Nah, menyadari tembakau ini asas manfaatnya sangat besar meliputi nasib petani, tenaga kerja, pedagang kaki lima, konstribusi untuk BPJS Kesehatan, memberi masukan melalui cukai rokok untuk APBN yang mencapai Rp172 triliun/tahun, maka negara harus hadir guna memproteksi petani tembakau tersebut.
Demikian disampaikan Ketua Pansus RUU Pertembakauan Firman Subagyo (F-Golkar), Cucun Ahmad Syamsurrijal (Anggota Pansus dafi F-PKB), dan pengamat ekonomi politik Salamudin Daeng dalam forum legislasi ‘Menakar Urgensi RUU Pertembakauan’ di Gedung DPR RI, Senayan Jakarta, Selasa (28/9/2021).
Lebih lanjut Firman Subagyo mengakui kalau ditundanya pengesahan RUU Pertembakauan sebelumnya karena ada dua versi RUU. “Yang satu cenderung membela kepentingan asing dan yang satu untuk kepentingan petani dalam negeri. Jokowi pun berani menolak penandatangan ratifikasi rokok di WHO, karena demi petani. Padahal sebelumnya SBY tidak berani,” kata Firman.

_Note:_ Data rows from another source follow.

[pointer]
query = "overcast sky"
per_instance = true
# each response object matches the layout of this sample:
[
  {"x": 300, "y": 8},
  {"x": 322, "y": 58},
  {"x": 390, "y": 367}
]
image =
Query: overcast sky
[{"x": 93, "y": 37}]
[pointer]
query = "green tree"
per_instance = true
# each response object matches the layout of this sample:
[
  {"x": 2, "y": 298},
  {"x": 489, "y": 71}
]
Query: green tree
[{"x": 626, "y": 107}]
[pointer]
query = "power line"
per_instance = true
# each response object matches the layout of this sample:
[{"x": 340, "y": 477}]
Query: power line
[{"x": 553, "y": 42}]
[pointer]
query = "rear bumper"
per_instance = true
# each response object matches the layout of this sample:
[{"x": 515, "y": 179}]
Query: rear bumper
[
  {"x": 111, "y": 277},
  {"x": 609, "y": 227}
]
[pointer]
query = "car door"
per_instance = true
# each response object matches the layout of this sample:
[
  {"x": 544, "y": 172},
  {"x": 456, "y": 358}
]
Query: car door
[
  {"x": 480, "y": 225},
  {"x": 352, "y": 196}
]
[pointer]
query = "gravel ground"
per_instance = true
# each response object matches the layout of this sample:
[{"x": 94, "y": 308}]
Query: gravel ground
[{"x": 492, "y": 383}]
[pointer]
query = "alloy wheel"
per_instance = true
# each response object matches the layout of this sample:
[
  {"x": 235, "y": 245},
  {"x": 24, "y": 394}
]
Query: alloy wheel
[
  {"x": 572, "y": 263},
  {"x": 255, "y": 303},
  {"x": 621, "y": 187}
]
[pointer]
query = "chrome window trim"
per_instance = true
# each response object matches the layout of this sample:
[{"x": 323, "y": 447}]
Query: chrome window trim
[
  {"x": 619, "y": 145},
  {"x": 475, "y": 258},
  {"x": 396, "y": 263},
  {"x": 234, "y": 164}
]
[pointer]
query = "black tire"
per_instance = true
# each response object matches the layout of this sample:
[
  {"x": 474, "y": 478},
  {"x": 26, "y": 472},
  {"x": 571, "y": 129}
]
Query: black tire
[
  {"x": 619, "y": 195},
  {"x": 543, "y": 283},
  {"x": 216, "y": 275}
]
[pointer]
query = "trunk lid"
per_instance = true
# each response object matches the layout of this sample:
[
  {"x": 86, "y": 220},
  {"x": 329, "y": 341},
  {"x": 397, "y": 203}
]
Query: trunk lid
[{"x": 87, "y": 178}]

Dengan demikiam diperlukan RUU Pertembakauan ini demi menyelamatkan petani dan kesejahteraan rakyat. Terbukti di Malang, Kudus, NTB, Sumatera Utara, dan daerah lain terdapat ribuan karyawannya mayoritas kaum perempuan yang mampu menyekolahkan anak-anaknya sampai perguruan tinggi. “Semua ingin sehat, tapi nilai positifnya harus dipikirkan. Toh, sudah berkontribusi pada BPJS Kesehatan, yang itu belum tentu kembali ke petani,” jelas Ketua DPP Golkar itu.
Untuk penyelamatan itu kata Firman, ada dua jalan; yaitu kalau RUU Pertembakauan ini ditolak maka bisa digeser ke farmasi dan memakai instrumem lain untuk menyelamatkan petani. “Artinya petani tembakau ini harus diselamatkan, kalau tidak, akan banyak rokok dan tembakau ilegal yang masuk ke Indonesia,” ungkapnya.

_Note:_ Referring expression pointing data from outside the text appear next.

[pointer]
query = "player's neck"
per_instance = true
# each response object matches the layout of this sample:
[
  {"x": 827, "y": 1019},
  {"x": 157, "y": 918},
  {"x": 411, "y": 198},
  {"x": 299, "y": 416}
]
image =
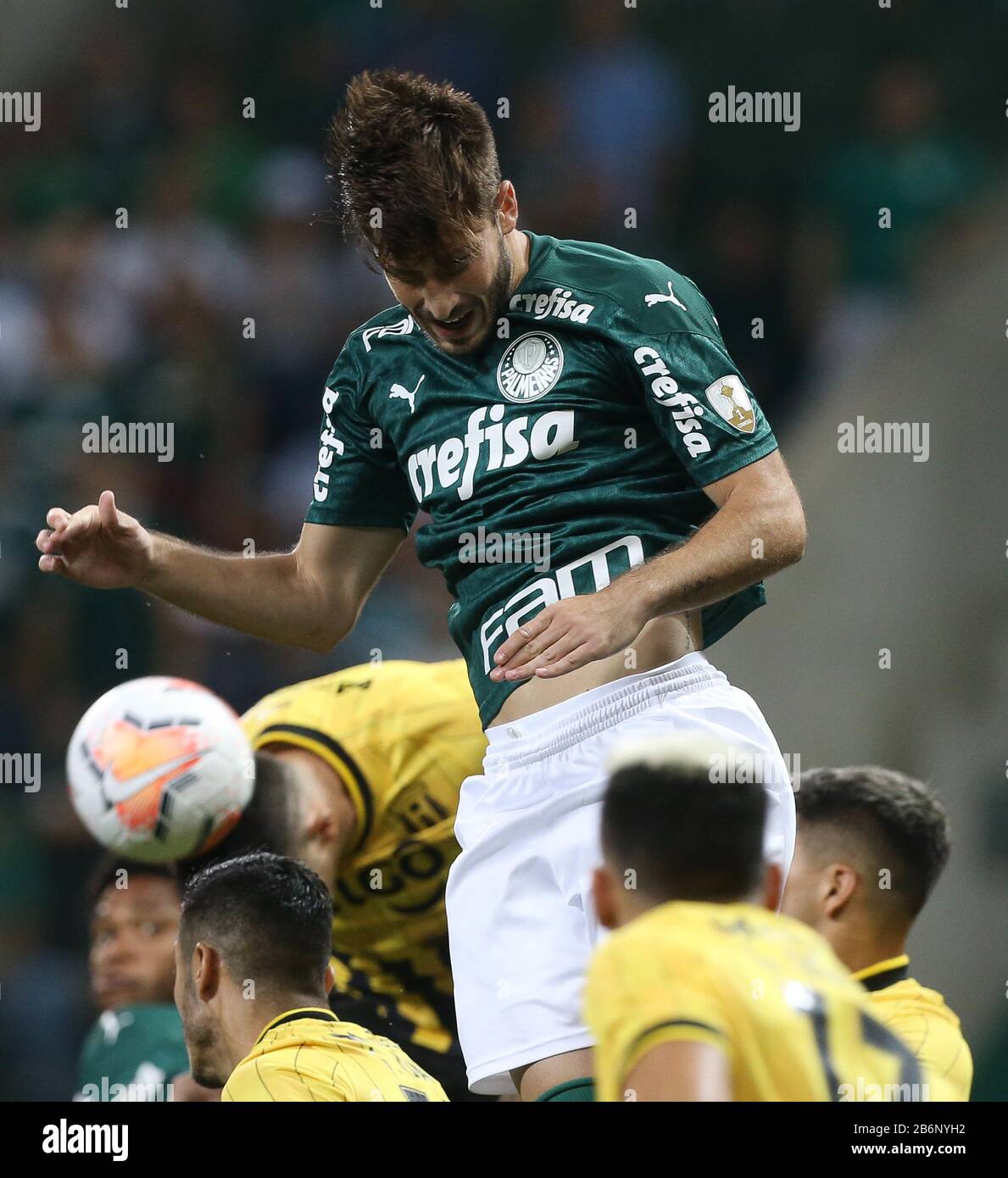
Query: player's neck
[
  {"x": 862, "y": 947},
  {"x": 519, "y": 247}
]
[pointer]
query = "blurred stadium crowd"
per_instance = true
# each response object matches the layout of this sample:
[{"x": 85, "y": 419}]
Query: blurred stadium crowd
[{"x": 606, "y": 108}]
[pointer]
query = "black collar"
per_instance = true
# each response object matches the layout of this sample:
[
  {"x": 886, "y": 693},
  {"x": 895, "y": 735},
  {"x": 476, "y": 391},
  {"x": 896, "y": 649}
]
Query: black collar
[{"x": 887, "y": 978}]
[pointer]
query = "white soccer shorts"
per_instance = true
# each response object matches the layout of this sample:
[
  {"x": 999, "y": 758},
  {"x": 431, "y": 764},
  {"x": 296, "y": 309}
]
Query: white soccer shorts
[{"x": 520, "y": 918}]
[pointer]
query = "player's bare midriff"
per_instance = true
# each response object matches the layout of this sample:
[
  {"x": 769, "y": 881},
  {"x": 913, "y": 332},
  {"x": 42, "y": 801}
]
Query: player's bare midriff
[{"x": 661, "y": 641}]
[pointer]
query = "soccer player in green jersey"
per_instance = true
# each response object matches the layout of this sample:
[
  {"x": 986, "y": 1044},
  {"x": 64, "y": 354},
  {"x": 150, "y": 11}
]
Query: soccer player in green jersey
[
  {"x": 136, "y": 1047},
  {"x": 605, "y": 500}
]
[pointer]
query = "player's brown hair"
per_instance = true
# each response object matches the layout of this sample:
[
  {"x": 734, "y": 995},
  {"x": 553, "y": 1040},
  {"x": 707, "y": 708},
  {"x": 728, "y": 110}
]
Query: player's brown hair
[
  {"x": 887, "y": 815},
  {"x": 414, "y": 168}
]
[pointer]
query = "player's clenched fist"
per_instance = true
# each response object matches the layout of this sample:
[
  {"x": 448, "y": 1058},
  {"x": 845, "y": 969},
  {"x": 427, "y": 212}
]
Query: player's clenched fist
[
  {"x": 568, "y": 634},
  {"x": 97, "y": 546}
]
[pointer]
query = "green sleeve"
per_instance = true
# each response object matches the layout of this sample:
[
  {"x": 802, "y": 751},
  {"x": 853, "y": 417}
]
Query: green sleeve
[
  {"x": 697, "y": 397},
  {"x": 359, "y": 482}
]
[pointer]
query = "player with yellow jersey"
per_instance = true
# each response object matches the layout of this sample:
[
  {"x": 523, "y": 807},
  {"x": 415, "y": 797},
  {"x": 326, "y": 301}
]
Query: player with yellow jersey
[
  {"x": 872, "y": 846},
  {"x": 266, "y": 919},
  {"x": 705, "y": 992},
  {"x": 358, "y": 775}
]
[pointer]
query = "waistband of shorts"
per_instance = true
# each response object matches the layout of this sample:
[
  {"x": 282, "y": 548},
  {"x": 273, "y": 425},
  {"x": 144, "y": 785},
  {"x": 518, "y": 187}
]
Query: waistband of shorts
[{"x": 561, "y": 725}]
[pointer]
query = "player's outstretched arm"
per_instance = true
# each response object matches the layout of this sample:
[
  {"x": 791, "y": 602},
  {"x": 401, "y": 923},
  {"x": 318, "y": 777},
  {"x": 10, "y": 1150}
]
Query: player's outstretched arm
[{"x": 308, "y": 597}]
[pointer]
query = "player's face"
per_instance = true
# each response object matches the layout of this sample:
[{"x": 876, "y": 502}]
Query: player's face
[
  {"x": 458, "y": 302},
  {"x": 132, "y": 933},
  {"x": 201, "y": 1029}
]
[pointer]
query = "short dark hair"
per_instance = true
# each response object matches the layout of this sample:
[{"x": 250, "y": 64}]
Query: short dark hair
[
  {"x": 685, "y": 836},
  {"x": 894, "y": 819},
  {"x": 423, "y": 154},
  {"x": 266, "y": 822},
  {"x": 270, "y": 919},
  {"x": 106, "y": 875}
]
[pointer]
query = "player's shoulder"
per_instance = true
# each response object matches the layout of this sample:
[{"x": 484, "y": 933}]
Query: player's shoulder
[
  {"x": 633, "y": 293},
  {"x": 673, "y": 930},
  {"x": 911, "y": 997}
]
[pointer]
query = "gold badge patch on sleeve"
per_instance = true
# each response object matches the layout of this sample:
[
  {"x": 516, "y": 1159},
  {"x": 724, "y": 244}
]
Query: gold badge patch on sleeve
[{"x": 729, "y": 398}]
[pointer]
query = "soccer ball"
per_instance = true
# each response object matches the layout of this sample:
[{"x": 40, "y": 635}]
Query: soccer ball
[{"x": 159, "y": 770}]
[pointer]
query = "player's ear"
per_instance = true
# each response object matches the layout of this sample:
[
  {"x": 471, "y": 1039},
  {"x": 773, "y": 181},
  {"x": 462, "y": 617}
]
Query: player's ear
[
  {"x": 839, "y": 885},
  {"x": 506, "y": 206},
  {"x": 205, "y": 971},
  {"x": 772, "y": 886},
  {"x": 604, "y": 897}
]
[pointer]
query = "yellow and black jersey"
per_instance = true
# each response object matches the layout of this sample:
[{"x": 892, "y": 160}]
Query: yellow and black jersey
[
  {"x": 310, "y": 1054},
  {"x": 763, "y": 988},
  {"x": 921, "y": 1018},
  {"x": 402, "y": 736}
]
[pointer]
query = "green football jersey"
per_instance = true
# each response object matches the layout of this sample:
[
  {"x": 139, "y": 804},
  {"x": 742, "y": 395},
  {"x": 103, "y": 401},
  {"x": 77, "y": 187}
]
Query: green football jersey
[
  {"x": 132, "y": 1053},
  {"x": 572, "y": 447}
]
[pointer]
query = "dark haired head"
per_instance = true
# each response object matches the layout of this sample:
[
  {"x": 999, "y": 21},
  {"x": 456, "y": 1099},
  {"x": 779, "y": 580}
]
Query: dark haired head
[
  {"x": 684, "y": 836},
  {"x": 269, "y": 918},
  {"x": 881, "y": 820},
  {"x": 414, "y": 168},
  {"x": 132, "y": 917},
  {"x": 269, "y": 821}
]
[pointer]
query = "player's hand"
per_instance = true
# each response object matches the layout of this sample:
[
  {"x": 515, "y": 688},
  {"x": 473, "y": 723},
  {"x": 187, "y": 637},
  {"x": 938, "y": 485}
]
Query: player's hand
[
  {"x": 570, "y": 634},
  {"x": 98, "y": 546}
]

Hal yang sama disampaikan Cucun Ahmad Syamsurrijal, kalau tembakau ini merupakan tanaman haritage yang sudah diwariskan secara turun-temurun. Pada prinsipnya negara harus hadir untuk memproteksi kesejahteraan petani, meski diwarning oleh Bank Dunia (World Bank).

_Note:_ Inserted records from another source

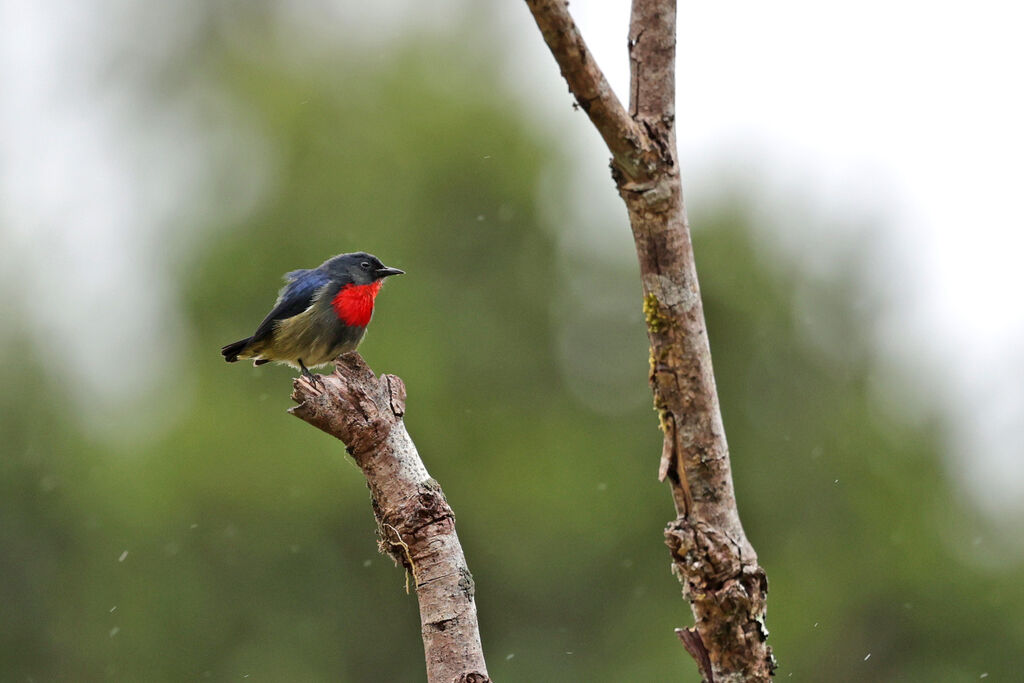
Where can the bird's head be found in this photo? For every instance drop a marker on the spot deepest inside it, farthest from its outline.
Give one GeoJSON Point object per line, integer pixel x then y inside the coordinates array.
{"type": "Point", "coordinates": [359, 268]}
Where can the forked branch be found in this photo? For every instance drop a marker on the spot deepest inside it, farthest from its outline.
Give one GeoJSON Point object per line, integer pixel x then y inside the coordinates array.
{"type": "Point", "coordinates": [712, 556]}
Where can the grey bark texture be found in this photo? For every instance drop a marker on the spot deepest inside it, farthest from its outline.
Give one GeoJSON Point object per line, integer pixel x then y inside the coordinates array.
{"type": "Point", "coordinates": [414, 520]}
{"type": "Point", "coordinates": [712, 557]}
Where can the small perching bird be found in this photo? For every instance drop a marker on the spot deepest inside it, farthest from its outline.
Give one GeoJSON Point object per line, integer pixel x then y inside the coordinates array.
{"type": "Point", "coordinates": [320, 314]}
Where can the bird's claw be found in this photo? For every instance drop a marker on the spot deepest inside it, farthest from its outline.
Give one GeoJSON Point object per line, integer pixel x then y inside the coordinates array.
{"type": "Point", "coordinates": [314, 380]}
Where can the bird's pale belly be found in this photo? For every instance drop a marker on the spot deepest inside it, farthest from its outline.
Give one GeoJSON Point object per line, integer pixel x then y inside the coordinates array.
{"type": "Point", "coordinates": [313, 341]}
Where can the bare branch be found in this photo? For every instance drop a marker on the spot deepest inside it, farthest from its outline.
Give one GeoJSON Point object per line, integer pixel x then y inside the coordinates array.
{"type": "Point", "coordinates": [712, 556]}
{"type": "Point", "coordinates": [414, 520]}
{"type": "Point", "coordinates": [631, 151]}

“Seharusmya ada semacam empowering, pemberdayaan kepada petani tembakau karena telah memberikan kontribusi besar pada APBN melalui cukai rokok. Saya sendiri di Jawa Barat sering menerima petani tembakau yang nasibnya makin memprihatinkan di tengah banjirnya tembakau impor,” ungkap Ketua DPP PKB itu.